Running a successful managed service provider (MSP) business is no easy feat. As an MSP owner or manager, you face numerous challenges in maintaining profitability and increasing company value. One of the key metrics that can significantly impact your bottom line is service gross margin — the difference between gross revenue and the costs associated with delivering services. It serves as a critical measure of your business’s health and guides decisions for future growth.
There are four levers of gross margin that directly impact the profitability of your MSP business: engineer pay rate, billing rate, billable utilization, and fixed fee effectiveness. Each lever plays a significant role in shaping your financial performance, but mastering this fourth lever can have a substantial impact on your bottom line.
The first three levers: engineer pay rate, billing rate, and billable utilization
Before diving deep into fixed fee effectiveness, let’s briefly explore the first three levers.
Engineer pay rate
As one of your most significant expenses, the engineer’s pay rate needs to be balanced to increase gross margin. While lowering engineer pay may increase margins, there are limits to how low you can go while maintaining a skilled workforce. This cost includes salary, benefits (health, 401K, etc.), payroll expenses, and taxes.
Billing rate involves determining the price charged for services rendered. Increasing the billing rate directly increases gross margin, but it is essential to consider market prices, perceived value, and technical expertise – because we can’t always charge as much as we would like. Modifiers to this rate include after-hours work, emergency work, and fixed-fee work (technical vs. professional).
Utilization refers to the effective usage of resources and plays a crucial role in optimizing profitability. By maximizing billable utilization and minimizing non-billable time, MSPs can achieve higher gross margins.

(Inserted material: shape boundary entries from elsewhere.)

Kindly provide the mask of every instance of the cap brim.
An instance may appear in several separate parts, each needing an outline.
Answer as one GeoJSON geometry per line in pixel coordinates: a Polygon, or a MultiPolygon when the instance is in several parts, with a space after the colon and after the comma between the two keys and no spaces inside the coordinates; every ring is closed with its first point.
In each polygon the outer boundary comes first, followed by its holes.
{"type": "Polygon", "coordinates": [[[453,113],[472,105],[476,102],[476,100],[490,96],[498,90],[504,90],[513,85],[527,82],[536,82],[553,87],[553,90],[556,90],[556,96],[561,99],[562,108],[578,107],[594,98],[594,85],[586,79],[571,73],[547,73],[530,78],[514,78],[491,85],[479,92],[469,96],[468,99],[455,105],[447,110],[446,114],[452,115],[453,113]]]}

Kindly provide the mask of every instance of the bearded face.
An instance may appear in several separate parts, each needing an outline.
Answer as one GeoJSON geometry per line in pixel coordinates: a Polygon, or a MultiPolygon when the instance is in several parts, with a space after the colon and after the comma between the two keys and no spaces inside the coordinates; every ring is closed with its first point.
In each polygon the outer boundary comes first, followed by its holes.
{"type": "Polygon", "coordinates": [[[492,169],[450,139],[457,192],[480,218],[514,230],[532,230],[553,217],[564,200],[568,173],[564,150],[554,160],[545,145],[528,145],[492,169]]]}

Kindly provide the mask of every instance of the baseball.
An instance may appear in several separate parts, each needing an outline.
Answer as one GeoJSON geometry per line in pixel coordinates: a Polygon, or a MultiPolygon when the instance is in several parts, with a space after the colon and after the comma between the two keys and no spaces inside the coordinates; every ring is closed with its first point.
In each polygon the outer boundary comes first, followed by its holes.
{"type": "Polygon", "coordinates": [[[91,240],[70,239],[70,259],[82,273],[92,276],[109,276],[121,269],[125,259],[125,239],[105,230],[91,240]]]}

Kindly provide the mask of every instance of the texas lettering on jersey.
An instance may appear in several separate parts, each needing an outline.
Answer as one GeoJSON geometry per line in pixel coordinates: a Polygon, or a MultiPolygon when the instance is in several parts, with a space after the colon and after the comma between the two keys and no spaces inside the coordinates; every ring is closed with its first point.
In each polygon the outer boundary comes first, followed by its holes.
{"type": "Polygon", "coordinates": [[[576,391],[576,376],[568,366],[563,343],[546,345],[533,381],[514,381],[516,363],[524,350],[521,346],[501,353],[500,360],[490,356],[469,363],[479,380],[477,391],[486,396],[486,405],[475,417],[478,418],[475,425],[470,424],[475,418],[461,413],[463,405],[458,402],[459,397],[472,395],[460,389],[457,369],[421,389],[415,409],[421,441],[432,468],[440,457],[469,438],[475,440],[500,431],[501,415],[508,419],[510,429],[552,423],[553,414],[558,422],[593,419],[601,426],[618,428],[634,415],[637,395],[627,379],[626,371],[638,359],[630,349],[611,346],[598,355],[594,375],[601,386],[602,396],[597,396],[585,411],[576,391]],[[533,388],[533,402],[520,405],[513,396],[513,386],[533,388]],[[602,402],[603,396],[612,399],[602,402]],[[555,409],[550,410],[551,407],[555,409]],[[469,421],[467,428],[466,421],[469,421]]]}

Setting realistic utilization targets and accurately tracking time are crucial for effective management. There are also limits to utilization as you always need to have a good sustainable target or you risk losing good employees.

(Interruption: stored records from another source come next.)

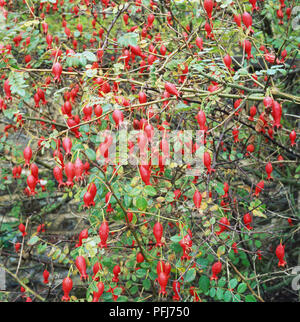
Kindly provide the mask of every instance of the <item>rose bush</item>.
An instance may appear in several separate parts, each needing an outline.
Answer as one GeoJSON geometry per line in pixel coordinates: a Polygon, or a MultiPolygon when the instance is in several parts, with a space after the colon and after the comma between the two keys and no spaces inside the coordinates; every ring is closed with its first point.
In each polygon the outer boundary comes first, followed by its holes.
{"type": "Polygon", "coordinates": [[[296,300],[295,6],[0,0],[1,298],[296,300]]]}

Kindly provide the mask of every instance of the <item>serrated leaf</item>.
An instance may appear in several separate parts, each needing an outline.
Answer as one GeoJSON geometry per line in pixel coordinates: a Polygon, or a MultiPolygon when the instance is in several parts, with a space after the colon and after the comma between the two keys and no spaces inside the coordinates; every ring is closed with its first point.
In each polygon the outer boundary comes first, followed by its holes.
{"type": "Polygon", "coordinates": [[[247,289],[247,284],[246,283],[241,283],[239,284],[238,288],[237,288],[237,292],[238,293],[244,293],[247,289]]]}
{"type": "Polygon", "coordinates": [[[199,279],[199,287],[203,291],[203,293],[208,292],[210,285],[210,280],[207,276],[202,275],[199,279]]]}
{"type": "Polygon", "coordinates": [[[27,244],[28,244],[29,246],[33,246],[33,245],[35,245],[39,240],[40,240],[40,239],[39,239],[39,237],[38,237],[38,236],[32,236],[32,237],[28,240],[27,244]]]}
{"type": "Polygon", "coordinates": [[[195,268],[190,268],[184,276],[184,282],[190,283],[196,278],[196,270],[195,268]]]}

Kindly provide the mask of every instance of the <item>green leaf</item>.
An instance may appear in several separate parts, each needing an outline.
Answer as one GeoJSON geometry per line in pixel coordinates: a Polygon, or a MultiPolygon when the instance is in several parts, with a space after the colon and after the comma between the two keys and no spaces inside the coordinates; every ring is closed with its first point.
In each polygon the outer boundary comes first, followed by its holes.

The power of the fourth lever: fixed fee effective ratio
Among the four levers, the fixed fee effective ratio has the most significant impact on your MSP’s profitability. This lever specifically applies to agreements with monthly recurring revenue (MRR), making it particularly relevant for MSPs focusing on long-term service contracts.
Understanding the fixed fee effective ratio
The fixed fee effective ratio measures the efficiency of your fixed fee agreements by comparing the billed service revenue to the shadow billable rate — the amount that would have been billed based on time and materials. This metric helps you assess how efficiently you are delivering services under fixed fee contracts, providing valuable insights into your MSP’s performance.
Why is it important?
Using fixed fee effective ratios to manage client agreements is essential for an MSP. It helps put into perspective how well you are scaling your resources across multiple clients. It can also be used to incentivize your techs to resolve tickets immediately rather than hand them off or leave them unfinished.
Simply put, by understanding and optimizing this ratio, you can ensure that your fixed fee agreements are structured in a way that maximizes revenue while minimizing costs. In other words, it allows you to deliver services efficiently while meeting or exceeding the expectations set forth in your agreements.
How to calculate the fixed fee effective ratio
The formula for the fixed fee effective ratio is as follows:
Fixed fee effective ratio = billed service revenue / shadow billable
For example, an MSP bills its client $1,000 for services rendered. The engineer working with the client has a shadow billable of eight hours logged at a $100/hour rate, or $800, so the fixed fee effective ratio is $1,000 divided by $800, or 1.25.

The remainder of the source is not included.